Thursday, March 15, 2012

Quelling a Storm By Holding a Truth

“When I understand that everything happening to me is to make me more Christlike, it solves a great deal of anxiety.”

~A.W. Tozer

A truth held to, in this case, to know we’re being proved through a tempest, in order to become more patiently resilient and spiritually durable, means we’re getting something to that which we must, without doubt, endure. Certain storms happen, and have happened, and will happen, and there’s nothing else we can do but see them as a phenomenon growing us into the people of God.

God will make good out of heinously bad, if we’ll allow. We must grant our permission, giving in to Divine foreclosure, before it will occur.

In the simplest terms, there’s one truth that can help. When we cling to that truth, for our spiritual lives, the Lord fills us with hope that he is using contemptible circumstances for our good. He is making us stronger because of them.

Allowing The Pain Its Passage

We know, or we have a sense, that the storm fronts that build at our gates are just like other meteorological phenomena—there’s nothing otherwise that will control these events. We must build the fortitude of our spiritual constitutions in order to deny the storm its damage.

There’s no sense in denying the storm, or even to let it batter us. Many of us have tried both these things. Otherwise we’ve tried attacking the storm and it only wore us out. Many methods have failed, and perhaps we tired of resolve to deal with circumstances beyond our control. That made us feel useless, helpless, fatigued.

But when we understand that, in becoming more Christlike, there’s actually a passage for the pain, and we can allow it, there’s no fighting and no denial, just the acceptance that all things pass, but our destiny is assured—and, so too, our mandate for growth.

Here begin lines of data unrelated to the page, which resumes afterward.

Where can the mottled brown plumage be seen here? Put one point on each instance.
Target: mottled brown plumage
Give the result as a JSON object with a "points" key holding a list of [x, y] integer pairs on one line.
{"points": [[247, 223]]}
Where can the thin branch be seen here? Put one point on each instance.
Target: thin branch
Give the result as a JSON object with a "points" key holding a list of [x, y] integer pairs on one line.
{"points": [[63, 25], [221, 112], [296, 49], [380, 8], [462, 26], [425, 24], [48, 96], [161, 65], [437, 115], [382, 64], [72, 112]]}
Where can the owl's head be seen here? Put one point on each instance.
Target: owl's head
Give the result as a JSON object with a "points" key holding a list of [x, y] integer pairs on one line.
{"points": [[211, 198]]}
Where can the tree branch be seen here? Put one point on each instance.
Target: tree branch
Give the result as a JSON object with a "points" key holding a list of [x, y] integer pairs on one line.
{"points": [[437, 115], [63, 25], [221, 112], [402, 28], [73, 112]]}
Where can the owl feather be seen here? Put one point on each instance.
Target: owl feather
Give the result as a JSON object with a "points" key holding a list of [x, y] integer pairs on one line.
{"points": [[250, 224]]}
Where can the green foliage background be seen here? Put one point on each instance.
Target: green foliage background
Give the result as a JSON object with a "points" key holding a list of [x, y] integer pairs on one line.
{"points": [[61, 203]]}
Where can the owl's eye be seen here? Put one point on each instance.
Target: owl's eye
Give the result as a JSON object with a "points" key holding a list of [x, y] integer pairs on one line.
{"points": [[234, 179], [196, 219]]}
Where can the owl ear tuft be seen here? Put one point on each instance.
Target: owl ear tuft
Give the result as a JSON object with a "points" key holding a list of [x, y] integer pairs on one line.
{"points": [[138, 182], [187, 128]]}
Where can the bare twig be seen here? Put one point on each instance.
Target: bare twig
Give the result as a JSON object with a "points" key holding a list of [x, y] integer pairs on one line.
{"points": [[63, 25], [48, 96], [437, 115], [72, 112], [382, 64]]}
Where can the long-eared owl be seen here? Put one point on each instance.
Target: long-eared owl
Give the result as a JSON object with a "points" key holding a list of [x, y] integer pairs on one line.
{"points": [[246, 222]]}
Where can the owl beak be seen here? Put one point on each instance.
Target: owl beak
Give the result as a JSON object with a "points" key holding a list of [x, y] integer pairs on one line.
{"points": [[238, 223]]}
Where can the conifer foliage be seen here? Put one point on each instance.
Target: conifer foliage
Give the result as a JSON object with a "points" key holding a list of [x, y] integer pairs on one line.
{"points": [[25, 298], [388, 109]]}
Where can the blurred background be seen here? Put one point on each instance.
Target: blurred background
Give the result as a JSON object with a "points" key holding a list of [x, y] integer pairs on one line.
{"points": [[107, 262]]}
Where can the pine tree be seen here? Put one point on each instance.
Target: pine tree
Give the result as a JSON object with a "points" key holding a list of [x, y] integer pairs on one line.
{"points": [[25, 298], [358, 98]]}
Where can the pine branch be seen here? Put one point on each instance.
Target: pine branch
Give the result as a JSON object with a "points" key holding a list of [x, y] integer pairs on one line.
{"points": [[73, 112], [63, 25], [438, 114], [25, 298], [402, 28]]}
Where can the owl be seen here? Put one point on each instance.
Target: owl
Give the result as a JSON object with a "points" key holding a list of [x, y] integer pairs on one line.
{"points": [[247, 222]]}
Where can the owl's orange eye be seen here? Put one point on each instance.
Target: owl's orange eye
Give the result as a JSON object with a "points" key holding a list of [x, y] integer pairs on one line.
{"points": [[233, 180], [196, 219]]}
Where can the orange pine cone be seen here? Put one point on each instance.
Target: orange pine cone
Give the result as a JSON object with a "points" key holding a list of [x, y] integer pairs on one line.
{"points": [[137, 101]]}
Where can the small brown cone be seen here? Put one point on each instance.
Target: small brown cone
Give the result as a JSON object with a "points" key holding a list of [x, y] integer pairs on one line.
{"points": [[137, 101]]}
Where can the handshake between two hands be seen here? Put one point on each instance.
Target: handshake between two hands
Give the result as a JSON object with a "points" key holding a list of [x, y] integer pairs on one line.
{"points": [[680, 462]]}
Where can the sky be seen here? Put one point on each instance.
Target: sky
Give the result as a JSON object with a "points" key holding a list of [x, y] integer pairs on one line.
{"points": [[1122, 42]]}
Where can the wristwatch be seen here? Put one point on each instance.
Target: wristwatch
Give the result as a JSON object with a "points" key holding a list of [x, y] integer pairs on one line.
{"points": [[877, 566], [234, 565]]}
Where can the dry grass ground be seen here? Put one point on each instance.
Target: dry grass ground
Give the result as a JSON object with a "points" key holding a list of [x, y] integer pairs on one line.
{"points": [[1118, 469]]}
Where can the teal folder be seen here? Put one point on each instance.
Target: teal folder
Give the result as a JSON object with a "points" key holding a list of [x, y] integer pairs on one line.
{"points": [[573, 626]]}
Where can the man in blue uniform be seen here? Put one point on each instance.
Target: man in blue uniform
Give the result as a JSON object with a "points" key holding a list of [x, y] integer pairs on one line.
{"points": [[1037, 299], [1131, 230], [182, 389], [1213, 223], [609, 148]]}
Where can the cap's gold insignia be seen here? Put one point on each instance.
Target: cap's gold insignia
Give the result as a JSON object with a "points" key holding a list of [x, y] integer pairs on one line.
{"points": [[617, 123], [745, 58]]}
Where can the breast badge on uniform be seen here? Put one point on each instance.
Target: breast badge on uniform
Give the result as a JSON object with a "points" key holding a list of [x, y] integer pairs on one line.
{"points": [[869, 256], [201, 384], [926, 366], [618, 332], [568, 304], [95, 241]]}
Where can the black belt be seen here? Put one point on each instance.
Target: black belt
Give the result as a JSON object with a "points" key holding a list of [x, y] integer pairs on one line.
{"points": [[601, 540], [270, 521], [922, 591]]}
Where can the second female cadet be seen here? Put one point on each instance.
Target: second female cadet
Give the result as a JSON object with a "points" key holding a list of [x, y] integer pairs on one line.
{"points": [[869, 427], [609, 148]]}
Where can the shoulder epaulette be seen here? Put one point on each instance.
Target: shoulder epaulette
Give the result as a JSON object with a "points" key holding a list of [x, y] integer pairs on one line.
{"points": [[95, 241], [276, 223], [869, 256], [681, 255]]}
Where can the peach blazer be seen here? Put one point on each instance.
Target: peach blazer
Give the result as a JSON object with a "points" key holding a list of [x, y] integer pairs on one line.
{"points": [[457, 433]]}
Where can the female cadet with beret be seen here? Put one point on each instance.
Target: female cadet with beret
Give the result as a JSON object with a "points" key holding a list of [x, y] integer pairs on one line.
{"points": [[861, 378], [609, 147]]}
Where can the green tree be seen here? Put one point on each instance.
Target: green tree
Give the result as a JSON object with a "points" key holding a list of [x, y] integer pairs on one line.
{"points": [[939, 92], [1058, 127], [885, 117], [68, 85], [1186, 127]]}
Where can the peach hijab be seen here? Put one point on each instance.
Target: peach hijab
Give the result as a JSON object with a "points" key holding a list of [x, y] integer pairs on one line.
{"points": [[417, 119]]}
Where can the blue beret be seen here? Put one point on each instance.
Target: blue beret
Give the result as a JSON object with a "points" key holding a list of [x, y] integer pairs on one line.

Allowing the presence of such anxieties is not a sadistic practice, but we do find room to accommodate them, however we’re feeling. God is Present in all this, not entirely happy with the storm, but the Lord is comforted that we can subsist through it.

No Small Comfort

To think these ways, by acceding to the storms, giving them passage, and holding them there, there’s peace. But such a peace can only be maximised when we understand that our gain—in becoming more Christlike—is no short order of benefit.

We’re actually being repaid gold for soot; the material of eternity for the memory of temporal grief. We cannot truly contrast these. What stands at the end of our lives compels us, upon reflective recollection, to be in awe of God. We have priceless jewels for common muck.

It’s no small comfort to endure for what we are about to receive.

***

There’s one way through a spiritual and emotional storm that beats all others; it’s in clinging to the purpose of all pain—that which sits a little distance off. We’re being refined, if we’ll allow, and one day, all we endured here will be eternally worth it.

© 2012 S. J. Wickham.

1 comment:

Cindy Leigh said...

As always your words capture and affirm what the Holy Spirit is teaching me personally. Thank you so much for continuing to be a vessel of His love.